Now and then it's good to pause
in our pursuit of
happiness
and just be happy.
Guilaume Apollinaire
Hi everyone - Happy almost-Fall!
I took a picture of this sign on a hot, sunny July afternoon at the far end of Kahshe Lake in Northern Ontario. It was nailed to a tree on the bank of a narrow river between two lakes, reminding boaters to S-L-O-W D-O-W-N so they wouldn't cause the owner's boat and dock to dance together as they passed.
"Dead Slow, No Wake", could also be a reminder to slow our pace as we begin to multi-task our way through the fall. Taking opportunities to slow down a number of times a day, can help us to stop the automatic flow of life and to pause in the "now". The Benedictine monastic tradition has an age-old spiritual practice known as statio that can help us to do that.
Statio can be thought of as a moment-between-moments, a pause between activities. (You might think of it as a threshold or a mini-transition point between finishing one thing and starting the next, a pause that offers brief gifts of rest, awareness and possibility.) This place between is a place of slowness, stillness and mindfulness where we can intentionally let go of what came before, pause, and then move fully and mindfully into whatever comes next. We take the time to become fully conscious of what we've just done and what we are about to do rather than moving automatically and thought-lessly on to the next thing.
Christine Valters Paintner, PhD, Benedictine Oblate and online Abbess of Abbey of the Arts, a virtual monastery based in Galway, Ireland, suggests practicing statio by pausing intentionally at the close of each activity. Every time you change from one activity to another, pause and deepen your breath for five full cycles of breathing. Allow yourself to truly notice and feel the ending of one activity, the pause and the beginning of something new. Try it for yourself over the next 24 hours and notice of how it feels. What was it like to finish? Were you able to welcome and be fully present to what was coming next? Could you rest in the pause?

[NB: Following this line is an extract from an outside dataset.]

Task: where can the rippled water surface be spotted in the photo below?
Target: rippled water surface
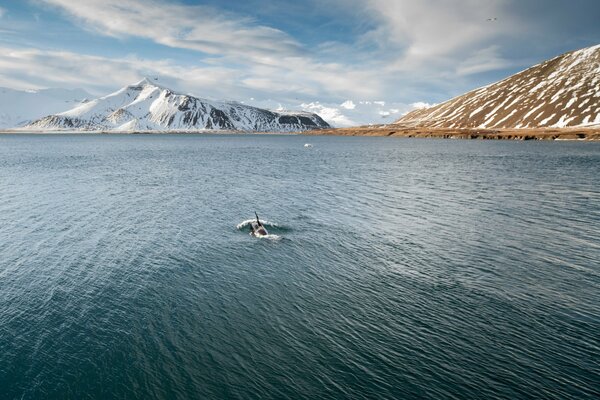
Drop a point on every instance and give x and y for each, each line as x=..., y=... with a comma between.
x=395, y=268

These tiny windows of awakeness and awareness, experienced many times a day, allow us to become more fully conscious and, as a result, more fully alive. They offer us a space in which to pull together the bits of ourselves that may have been scattered through effort and activity, a moment of integration before beginning again.
May the practice of statio add presence and richness to your life this fall.